Somatic abnormalities occur during an individual’s lifetime and can cause various types of cancers.
Chromosome abnormalities are divided into two groups: numerical and structural
- Numerical abnormalities
Any change of the number of chromosomes is defined as a numerical abnormality (or aneuploidy) and it can either be inherited from a carrier parent, or occur “de novo” as a result of non-disjunction (lack of chromosome separation) which may occur during meiosis or mitosis.
Such abnormalities can be identified by genetic cytogenetic or molecular tests and, in most cases, they are non-viable.
The only viable aneuploidies are trisomies: 13 (Patau syndrome), 18 (Edwards syndrome), and 21 (Down syndrome) and sex chromosome aneuploidiessuch as Klinefelter syndrome (XXY), Turner syndrome (XO), trisomy X (XXX) and Jacob’s syndrome (XYY).
In certain cases, numeric abnormalities do not occur in all the cells. An individual may therefore have two or several cell lines with a different number of chromosomes. This phenomenon is called mosaicism.
- Structural abnormalities
Structural abnormalities occur when one or several chromosomes have a change in their normal structure, that ca can be either inherited from one of the parents or”de novo”.
These abnormalities can also be transmitted to the individual’s children and cause disease.
The effects of structural abnormalities depend on their type, size and location.
Structural abnormalities can be identified through prenatal or postnatal cytogenetic testingand they can be:
- Deletions: chromosomes with missing genetic material
- Insertions: chromosomes with additional genetic material
- Translocations: the relocation of a chromosomal fragment from the original chromosome to another one
- Duplications: chromosomes with duplicated areas
- Inversions: chromosomes containing a fragment that has been detached, the two ends reversed and reattached
- Isochromosomes: chromosomes with 2 identical ends
- Dicentric chromosomes: chromosomes with 2 centromeres
- Ring chromosomes: chromosomes forming a circular structure
How can we study chromosome abnormalities?
Chromosome abnormalities can be identified using either the conventional karyotype (which can detect structural abnormalities and large deletions/duplications) or the molecular karyotype that can reveal very small deletions/duplications, invisible to the conventional karyotype but cannot reveal structural abnormalities).
The conventional karyotype implies arranging the chromosomes in homologous pairs depending on their size, shape, and banding.The chromosome pairs from 1 to 22 are called autosomes, while the 23rd is the sex chromosome pair, called heterosomes/gonosomes.
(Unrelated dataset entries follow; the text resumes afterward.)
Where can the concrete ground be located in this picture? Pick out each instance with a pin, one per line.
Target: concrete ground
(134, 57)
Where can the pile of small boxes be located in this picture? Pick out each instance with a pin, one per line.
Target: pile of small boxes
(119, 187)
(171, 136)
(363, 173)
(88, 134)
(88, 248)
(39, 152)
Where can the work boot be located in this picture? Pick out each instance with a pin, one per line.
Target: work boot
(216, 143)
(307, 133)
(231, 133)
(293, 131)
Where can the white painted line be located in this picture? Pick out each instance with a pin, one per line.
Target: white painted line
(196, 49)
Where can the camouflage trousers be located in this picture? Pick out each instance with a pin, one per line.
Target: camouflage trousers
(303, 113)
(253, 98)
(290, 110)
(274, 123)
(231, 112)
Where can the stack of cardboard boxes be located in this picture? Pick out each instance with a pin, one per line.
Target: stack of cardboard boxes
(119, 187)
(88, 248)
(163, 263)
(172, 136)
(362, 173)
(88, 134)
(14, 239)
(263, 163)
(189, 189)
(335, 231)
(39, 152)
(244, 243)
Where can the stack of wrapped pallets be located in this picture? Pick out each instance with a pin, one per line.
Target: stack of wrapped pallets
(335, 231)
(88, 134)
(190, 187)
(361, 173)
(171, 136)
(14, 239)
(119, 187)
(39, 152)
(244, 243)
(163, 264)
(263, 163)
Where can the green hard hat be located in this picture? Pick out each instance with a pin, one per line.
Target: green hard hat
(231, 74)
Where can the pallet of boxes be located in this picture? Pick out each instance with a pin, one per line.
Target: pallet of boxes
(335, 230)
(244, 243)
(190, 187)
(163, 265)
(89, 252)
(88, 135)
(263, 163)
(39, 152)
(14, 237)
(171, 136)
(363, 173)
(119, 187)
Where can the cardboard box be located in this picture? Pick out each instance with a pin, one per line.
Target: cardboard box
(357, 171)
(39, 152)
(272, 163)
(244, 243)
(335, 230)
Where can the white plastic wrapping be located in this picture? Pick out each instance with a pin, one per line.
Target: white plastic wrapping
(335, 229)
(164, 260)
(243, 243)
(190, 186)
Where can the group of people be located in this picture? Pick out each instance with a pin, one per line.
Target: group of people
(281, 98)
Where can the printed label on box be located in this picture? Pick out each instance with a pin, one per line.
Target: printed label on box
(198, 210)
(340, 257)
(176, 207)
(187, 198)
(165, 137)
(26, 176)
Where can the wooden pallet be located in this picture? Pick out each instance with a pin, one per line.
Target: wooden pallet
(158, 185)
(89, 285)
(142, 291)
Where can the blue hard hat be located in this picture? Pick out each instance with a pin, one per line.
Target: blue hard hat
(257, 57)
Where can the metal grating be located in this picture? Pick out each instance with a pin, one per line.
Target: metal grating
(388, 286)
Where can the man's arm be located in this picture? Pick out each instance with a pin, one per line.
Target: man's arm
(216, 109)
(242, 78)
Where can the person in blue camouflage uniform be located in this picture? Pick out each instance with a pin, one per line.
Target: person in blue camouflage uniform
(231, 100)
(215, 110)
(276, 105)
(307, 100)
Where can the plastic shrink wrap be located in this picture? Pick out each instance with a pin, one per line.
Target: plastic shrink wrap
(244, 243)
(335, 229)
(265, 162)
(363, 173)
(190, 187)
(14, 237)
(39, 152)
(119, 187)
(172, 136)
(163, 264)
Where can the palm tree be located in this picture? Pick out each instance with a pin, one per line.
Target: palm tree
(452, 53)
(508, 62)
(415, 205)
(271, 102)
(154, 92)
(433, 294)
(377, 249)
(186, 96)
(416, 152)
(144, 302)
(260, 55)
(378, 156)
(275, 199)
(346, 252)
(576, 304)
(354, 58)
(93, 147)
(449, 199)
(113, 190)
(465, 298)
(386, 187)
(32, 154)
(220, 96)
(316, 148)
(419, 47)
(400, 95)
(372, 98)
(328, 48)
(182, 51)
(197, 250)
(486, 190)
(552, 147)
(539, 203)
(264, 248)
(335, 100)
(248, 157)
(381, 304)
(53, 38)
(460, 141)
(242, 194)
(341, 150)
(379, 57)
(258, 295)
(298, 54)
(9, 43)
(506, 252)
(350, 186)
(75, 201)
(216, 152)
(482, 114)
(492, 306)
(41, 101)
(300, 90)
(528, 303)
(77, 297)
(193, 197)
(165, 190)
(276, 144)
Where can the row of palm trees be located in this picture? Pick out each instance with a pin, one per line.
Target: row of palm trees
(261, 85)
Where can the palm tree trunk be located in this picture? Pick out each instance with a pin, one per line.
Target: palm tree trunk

The two sex chromosomes are X and Y. Women have two X chromosomes (XX), whereas men have an X chromosome and a Y chromosome (XY).
The karyotype analysis can detect all numerical abnormalities and structural abnormalities larger than 5 Mb. Moreover, conventional karyotype is the only genetic diagnosis method able to detect balanced chromosomal changes such as translocations.
High resolution molecular karyotype based on microarray
Recommendations for having a Cytogenetic test done
Prenatally:
• high risk at prenatal biochemical screening
• high risk at NIPT screening
• personal miscarriage history
• family history of genetic disorders
For newborns, children, and adults:
• ambiguous genitalia
• developmental delay
• intellectual disability
• dysmorphic features
• congenital malformations
• family history of genetic disorders
For couples:
• for infertility
• cytogenetic assessment before starting a IVF (in vitro fertilization) program
• with a previous child with a chromosomal abnormality
SNP microarray – high resolution molecular karyotype
What is SNP-microarray?
SNPmicroarray is a technology which helps analyze unbalanced chromosomal changes called Copy Number Variants (CNVs) smaller than those that can be detected using the conventional karyotype.
What are the benefits of SNP-microarray testing vs. conventional karyotype?
Just like the conventional karyotype, SNP-microarray explores all the 46 chromosomes in a single test.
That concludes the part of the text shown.